Although Americans tourists are banned from entering the country, I went under the journalism category.
It's only an hour flight, Cuban visa can be bought during check-in at the airline counter before departure, just don't forget your passport. I exchanged dollars into their convertible  (CUC) pesos upon arrival. I stayed at an hostel next to the baseball stadium. I focused on videotaping their culture alone rather than being somewhat biased traveling group with their hectic schedule. One day took a Soviet era Lada taxi to outskirts of Havana to visit a Deaf school. They asked me what we Deaf Americans do with our obsolete TTY as we are using VP nowadays, hopefully some organizations will donate those equipment. I felt like was blasted into the past, surrounded by all those vintage automobiles.


New York Times

Deaf Anthology will be at the New York Times Travel Show next January attending  seminars, meeting with exhibitors, and planning new Deaf tours.
Pyeongchang Winter Olympics games is now undergoing in South Korea. I had a chance to meet their Mascot, Soohorang, the white tiger and to play curling with the athletes at the New York Times Travel Show recently. The Deaflmpics winter games will be held in Italy next year. Deaf Anthology may also plan a La Triennial La Milano tour, an international exposition of architectural design and arts including a major sights such as Leonardo Da Vinci 's "Last  Supper." 
At the New York Times Travel Show, a journalist from the tourism authority interviewed me about my experiences on the antiquities tour of Egypt with fellow Gallaudet alumni. I recall being on the overnight train from Cairo to Luxor worrying about my roommate only to discover that he was sitting all night in the lounge bar drinking because he couldn't remember which cabin we are sleeping in. Deaf Anthology Adventurers is planning on a tour to the birthplace of our civilization that includes a stopover for lunch at a Deaf KFC franchise.

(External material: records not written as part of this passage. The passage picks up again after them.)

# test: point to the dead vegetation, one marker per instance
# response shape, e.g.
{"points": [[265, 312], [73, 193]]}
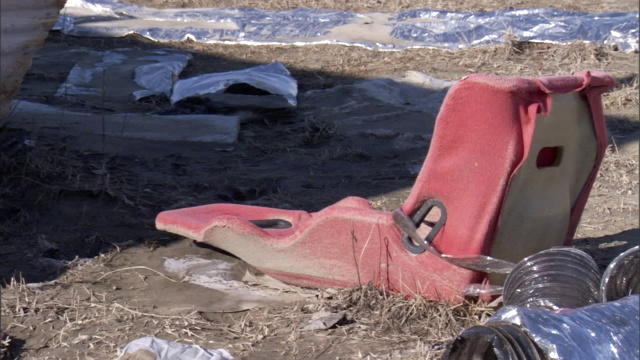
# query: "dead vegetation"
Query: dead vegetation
{"points": [[79, 317]]}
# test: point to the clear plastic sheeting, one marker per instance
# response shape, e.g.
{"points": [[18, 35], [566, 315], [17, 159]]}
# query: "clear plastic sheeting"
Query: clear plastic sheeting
{"points": [[459, 30], [392, 31], [602, 331], [264, 86], [159, 349], [157, 78]]}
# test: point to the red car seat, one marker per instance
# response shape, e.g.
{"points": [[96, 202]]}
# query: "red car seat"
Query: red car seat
{"points": [[508, 174]]}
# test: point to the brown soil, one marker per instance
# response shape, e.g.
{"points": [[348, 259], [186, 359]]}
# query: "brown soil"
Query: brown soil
{"points": [[77, 213]]}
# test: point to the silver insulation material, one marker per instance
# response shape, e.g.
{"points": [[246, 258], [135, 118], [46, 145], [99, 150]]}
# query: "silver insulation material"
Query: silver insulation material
{"points": [[419, 28], [601, 331]]}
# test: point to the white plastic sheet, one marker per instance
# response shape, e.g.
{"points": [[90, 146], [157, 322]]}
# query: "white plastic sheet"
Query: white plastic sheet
{"points": [[393, 31], [171, 350], [274, 79]]}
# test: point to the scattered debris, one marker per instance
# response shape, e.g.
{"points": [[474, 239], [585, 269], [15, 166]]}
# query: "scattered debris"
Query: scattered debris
{"points": [[122, 74], [266, 86], [323, 320], [221, 130]]}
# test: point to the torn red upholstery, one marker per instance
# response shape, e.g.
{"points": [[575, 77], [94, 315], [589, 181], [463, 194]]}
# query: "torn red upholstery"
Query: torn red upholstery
{"points": [[482, 136]]}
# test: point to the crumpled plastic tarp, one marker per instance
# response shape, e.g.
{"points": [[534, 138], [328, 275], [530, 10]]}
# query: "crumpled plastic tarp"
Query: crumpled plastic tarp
{"points": [[279, 88], [407, 29], [171, 350], [601, 331]]}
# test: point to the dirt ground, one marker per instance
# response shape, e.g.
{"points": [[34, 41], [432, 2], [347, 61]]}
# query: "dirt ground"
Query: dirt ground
{"points": [[78, 246]]}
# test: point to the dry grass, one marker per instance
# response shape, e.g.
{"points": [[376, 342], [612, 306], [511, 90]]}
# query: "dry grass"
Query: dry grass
{"points": [[623, 96], [75, 316]]}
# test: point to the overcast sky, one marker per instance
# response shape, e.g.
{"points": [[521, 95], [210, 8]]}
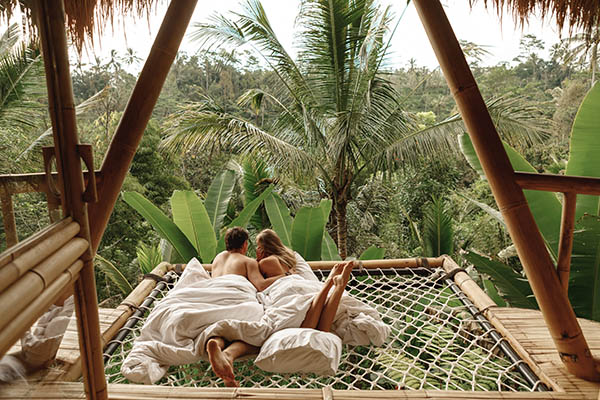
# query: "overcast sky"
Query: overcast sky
{"points": [[479, 25]]}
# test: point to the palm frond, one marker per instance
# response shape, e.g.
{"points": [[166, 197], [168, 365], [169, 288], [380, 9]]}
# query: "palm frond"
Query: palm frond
{"points": [[209, 128], [83, 107]]}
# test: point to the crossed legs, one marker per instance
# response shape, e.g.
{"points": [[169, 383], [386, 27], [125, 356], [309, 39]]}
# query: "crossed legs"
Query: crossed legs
{"points": [[221, 357], [320, 316], [322, 311]]}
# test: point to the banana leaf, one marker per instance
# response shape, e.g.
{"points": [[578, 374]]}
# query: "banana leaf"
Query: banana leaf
{"points": [[584, 148], [438, 234], [245, 215], [217, 198], [513, 287], [545, 206], [162, 224], [280, 218], [584, 280], [307, 232], [372, 253], [192, 218], [113, 273], [329, 250]]}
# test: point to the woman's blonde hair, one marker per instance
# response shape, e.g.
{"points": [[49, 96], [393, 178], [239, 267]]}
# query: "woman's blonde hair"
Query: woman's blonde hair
{"points": [[273, 246]]}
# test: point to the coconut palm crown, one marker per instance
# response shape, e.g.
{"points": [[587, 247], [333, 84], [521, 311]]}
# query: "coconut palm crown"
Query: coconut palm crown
{"points": [[340, 117]]}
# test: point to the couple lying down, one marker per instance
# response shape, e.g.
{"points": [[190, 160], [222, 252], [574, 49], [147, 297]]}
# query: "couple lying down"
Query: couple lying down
{"points": [[234, 312]]}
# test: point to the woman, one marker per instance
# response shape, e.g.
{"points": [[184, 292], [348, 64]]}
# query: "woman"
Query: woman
{"points": [[274, 259]]}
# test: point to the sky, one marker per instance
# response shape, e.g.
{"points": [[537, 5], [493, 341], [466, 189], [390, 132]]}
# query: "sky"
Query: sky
{"points": [[480, 26]]}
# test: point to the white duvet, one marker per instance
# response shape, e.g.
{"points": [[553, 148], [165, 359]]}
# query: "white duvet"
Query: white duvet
{"points": [[199, 308]]}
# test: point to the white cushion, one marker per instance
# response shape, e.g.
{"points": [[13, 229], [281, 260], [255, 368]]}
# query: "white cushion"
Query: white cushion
{"points": [[303, 269], [300, 350]]}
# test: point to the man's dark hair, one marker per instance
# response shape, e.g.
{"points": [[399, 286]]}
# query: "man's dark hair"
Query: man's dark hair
{"points": [[235, 238]]}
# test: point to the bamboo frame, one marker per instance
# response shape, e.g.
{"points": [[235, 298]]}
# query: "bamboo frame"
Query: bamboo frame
{"points": [[13, 331], [565, 245], [558, 314], [558, 183], [51, 25], [432, 262], [14, 252], [486, 306], [26, 261], [127, 308], [138, 112], [25, 290]]}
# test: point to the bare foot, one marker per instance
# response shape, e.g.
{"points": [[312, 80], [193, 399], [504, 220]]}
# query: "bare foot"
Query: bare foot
{"points": [[335, 271], [343, 278], [220, 364]]}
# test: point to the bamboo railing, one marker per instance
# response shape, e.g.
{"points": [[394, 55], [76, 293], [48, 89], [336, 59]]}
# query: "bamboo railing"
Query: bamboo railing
{"points": [[507, 188]]}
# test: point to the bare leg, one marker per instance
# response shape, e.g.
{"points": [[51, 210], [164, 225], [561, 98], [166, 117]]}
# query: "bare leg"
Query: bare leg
{"points": [[330, 309], [316, 308], [221, 358]]}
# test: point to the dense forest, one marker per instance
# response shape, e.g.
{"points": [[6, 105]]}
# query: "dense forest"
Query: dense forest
{"points": [[419, 196]]}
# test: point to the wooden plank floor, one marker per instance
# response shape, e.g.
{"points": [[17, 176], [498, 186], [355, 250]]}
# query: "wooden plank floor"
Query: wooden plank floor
{"points": [[529, 329], [526, 326]]}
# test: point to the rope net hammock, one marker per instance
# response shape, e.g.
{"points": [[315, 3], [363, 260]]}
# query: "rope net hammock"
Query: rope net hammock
{"points": [[439, 340]]}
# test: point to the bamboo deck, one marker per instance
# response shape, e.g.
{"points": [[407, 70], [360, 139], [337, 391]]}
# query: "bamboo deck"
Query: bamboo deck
{"points": [[526, 327]]}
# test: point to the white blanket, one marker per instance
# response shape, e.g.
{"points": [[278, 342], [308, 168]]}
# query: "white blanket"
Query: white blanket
{"points": [[199, 308]]}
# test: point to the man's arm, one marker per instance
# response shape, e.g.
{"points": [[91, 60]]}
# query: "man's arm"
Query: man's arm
{"points": [[256, 278]]}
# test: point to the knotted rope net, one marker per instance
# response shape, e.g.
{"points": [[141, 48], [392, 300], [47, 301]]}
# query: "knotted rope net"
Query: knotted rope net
{"points": [[437, 342]]}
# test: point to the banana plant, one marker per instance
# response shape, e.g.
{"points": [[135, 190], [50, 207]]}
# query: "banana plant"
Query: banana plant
{"points": [[584, 282], [195, 230], [438, 235]]}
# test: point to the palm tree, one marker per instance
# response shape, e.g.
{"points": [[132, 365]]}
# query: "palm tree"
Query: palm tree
{"points": [[340, 118]]}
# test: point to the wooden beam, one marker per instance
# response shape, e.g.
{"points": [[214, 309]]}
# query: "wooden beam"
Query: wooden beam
{"points": [[558, 183], [51, 26], [138, 112], [539, 267], [565, 245]]}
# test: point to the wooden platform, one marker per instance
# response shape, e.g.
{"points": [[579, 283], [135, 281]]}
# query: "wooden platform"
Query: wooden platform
{"points": [[525, 328]]}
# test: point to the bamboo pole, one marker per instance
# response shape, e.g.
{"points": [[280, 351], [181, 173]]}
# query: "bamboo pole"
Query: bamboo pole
{"points": [[18, 325], [373, 264], [565, 245], [468, 286], [15, 269], [127, 308], [51, 26], [558, 314], [8, 219], [558, 183], [137, 113], [20, 294], [14, 252]]}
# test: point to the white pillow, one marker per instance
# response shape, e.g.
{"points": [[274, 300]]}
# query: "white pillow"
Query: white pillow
{"points": [[303, 269], [300, 350]]}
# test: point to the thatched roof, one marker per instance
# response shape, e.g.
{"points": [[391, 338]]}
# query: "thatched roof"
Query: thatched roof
{"points": [[576, 14], [86, 17]]}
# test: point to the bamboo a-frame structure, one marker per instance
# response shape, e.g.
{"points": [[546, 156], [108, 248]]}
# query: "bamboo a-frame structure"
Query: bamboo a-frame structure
{"points": [[27, 270]]}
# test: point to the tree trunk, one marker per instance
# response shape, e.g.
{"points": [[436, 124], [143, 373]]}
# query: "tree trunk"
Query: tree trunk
{"points": [[340, 214]]}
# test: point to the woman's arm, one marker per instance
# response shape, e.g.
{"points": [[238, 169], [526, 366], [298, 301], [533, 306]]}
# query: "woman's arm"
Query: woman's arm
{"points": [[256, 278]]}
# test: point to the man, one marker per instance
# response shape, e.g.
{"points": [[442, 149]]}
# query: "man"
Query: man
{"points": [[234, 261]]}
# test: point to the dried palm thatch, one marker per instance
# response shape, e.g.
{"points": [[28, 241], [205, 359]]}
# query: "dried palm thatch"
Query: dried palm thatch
{"points": [[576, 14], [84, 17]]}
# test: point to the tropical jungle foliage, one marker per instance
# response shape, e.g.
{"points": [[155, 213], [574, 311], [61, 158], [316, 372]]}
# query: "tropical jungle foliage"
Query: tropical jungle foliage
{"points": [[406, 190]]}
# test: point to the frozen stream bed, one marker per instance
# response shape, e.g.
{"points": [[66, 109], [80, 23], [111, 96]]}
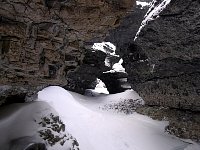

I bought up an important issue on behalf of us Deaf travelers and we had an interesting discussion in the topic. An article was published in the Travel Weekend afterwards.
During a panel discussion on the topic, a deaf man in the audience said tour operators have refused to provide sign language interpreters to deaf travelers -- or want to charge them for the service. "A deaf person does not have the same experience a hearing person does. ... We need to let deaf people also travel the world. It's an untapped market," he said. Harry Dalgaard, president of Avanti Destinations, said, "We're just scratching the surface and trying to provide the quality of the product that you need is a challenge, but it's also a focus that we need to look at. We're just exploring it." Tauck president Jennifer Tombaugh said there had not been great demand for services for deaf or hard-of-hearing travelers. "We don't do a good job on that, but we also haven't had demand for that," she said. However, the audience member was the second person in a week to bring it up to her. "We're starting to take a look at how we can provide in-depth experience to all of our potential clients out there," she said. Accommodating disabled travelers is an ongoing conversation for John Van Den Heuvel, president of Gogo Vacations. One of his good friends is a wheelchair user, keeping the issue front of mind, he said. However, like Tombaugh, he said deaf and hard-of-hearing travelers had not been on his radar. He thanked the man for bringing it up. "I appreciate it and I say thank you, and it's part of my conversation moving forward," Van Den Heuvel said. Several agents in the audience spoke up, encouraging individuals with disabilities to seek the help of an agent who specializes in assisting travelers like themselves. 
Jamie Biesiada  Travel Weekly
I had an opportunity to meet with Joseph Rosendo at the New York Times Travel Show. You can watch his Travelscope series on PBS.
These Chinese translated "Deaf" into their Manchurian language as "from the heart." Deaf Anthology Adventurers is planning a Deaf tour of China next year. If you want to join any of our tours, we'll soon make an announcement sometimes in November on this blog under events. We'll be hiring Deaf group leaders, Deaf entertainers and ASL interpreters so stay tuned.

At the New York Times Travel Show, I had an opportunity to collect promotional material  and asks questions, seek group rates, and discuss interpreter issues and also the possibility of arranging visits  to local Deaf schools and organizations.